By default, the Gateways preinstalled geolocation database (GeoIP) will not be updated automatically. Because geolocation information may change over time, we recommend configuring automatic updates.

  • The preinstalled GeoIP database depends on the installed Airlock Gateway release:
  • Airlock Gateway 7.0–7.4 uses GeoLite2 data created by MaxMind.
  • Airlock Gateway 7.5 and later uses IP to City Lite data created by DB-IP.

Every Gateway release itself includes the latest set GeoIP data.

GeoLite2 and IP to City Lite by comparison

The latest MaxMind End User License Agreement (EULA) for GeoLite2 stipulates regular database updates every 30 days while IP to City Lite by DP-IP does not.

Since Airlock Gateway does not have automatic updates enabled by default, we have chosen IP to City Lite as the standard for Airlock Gateway 7.5 and later.

However, Gateway 7.5 still comes with the MaxMind update tool (update-settings.sh) installed. When enabling GeoIP updates in Gateway 7.5, the GeoLite2 database will replace IP to City Lite.

Procedure-related prerequisites

  • Geolocation filtering is configured.
  • You need to be logged in as root on the Airlock Gateway console.
  • A login account must be registered with MaxMind, the provider of the geolocation data.
  • Before enabling automatic database updates, you need to create a MaxMind account and accept the GeoLite2 End User License Agreement.
  • A MaxMind account ID and license key must be available.

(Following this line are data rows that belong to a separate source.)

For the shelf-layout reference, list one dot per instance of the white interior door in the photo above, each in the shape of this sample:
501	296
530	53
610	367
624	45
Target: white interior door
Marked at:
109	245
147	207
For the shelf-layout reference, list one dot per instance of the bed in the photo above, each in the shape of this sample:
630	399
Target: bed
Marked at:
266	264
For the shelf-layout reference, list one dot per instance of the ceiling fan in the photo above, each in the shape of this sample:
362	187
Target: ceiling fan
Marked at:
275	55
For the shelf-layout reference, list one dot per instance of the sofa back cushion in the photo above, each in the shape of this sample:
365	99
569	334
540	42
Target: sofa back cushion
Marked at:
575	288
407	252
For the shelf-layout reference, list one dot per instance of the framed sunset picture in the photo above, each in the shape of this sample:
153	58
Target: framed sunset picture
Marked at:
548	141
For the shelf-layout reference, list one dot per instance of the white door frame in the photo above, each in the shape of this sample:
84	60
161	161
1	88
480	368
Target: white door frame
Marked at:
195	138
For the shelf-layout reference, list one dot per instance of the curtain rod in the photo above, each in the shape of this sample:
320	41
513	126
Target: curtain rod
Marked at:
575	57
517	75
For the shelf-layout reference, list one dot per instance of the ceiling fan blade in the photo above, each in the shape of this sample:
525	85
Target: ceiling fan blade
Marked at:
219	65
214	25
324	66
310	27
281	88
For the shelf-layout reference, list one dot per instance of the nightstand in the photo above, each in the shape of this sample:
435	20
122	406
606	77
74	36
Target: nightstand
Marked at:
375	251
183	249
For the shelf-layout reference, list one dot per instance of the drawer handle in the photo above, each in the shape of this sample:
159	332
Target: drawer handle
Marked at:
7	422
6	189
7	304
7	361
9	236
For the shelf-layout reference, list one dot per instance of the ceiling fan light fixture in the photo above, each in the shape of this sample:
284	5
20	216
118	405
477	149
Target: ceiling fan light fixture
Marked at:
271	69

Enable automatic updates of geolocation data for GeoLite2

  1. Create a local copy of the MaxMind update configuration:
    2. copy
    cp /opt/airlock/maxminddb/etc/GeoIP.conf /opt/airlock/custom-settings/maxminddb/GeoIP.conf
  2. Open the newly created GeoIP.conf with vim editor:
    3. copy
    vim /opt/airlock/custom-settings/maxminddb/GeoIP.conf
  3. Add the MaxMind account ID and license key.
    4. copy
    AccountID <your account id> 
LicenseKey <your license key>​​​ 
​EditionIDs GeoLite2-City

    Save the changes and close the editor.

  4. Open the update-settings.sh with vim editor:
    5. copy
    vim /opt/airlock/custom-settings/maxminddb/update-settings.sh
  5. Enable the automatic update functionality:
    6. copy
    GEOIP_UPDATE_ENABLED="yes"​​​​​​ 
GEOIP_UPDATE_CONFIG_FILE="/opt/airlock/custom-settings/maxminddb/GeoIP.conf"

    Save the changes and close the editor.

  6. With GEOIP_UPDATE_ENABLED="yes", a cronjob updates the database on a weekly basis.

    7. The database can only be updated if Airlock Gateway has access to a DNS server and is able to connect to https://updates.maxmind.com.

  7. Start the initial update process manually:
    8. copy
    /opt/airlock/maxminddb/bin/update.sh
  8. Check log messages for the update status:
    • -On success, a message with log_id "SY-GEOIP-UPDATE-200" is logged.
    • -On failure, a message with log_id "SY-GEOIP-UPDATE-500" is logged, providing more information about the error.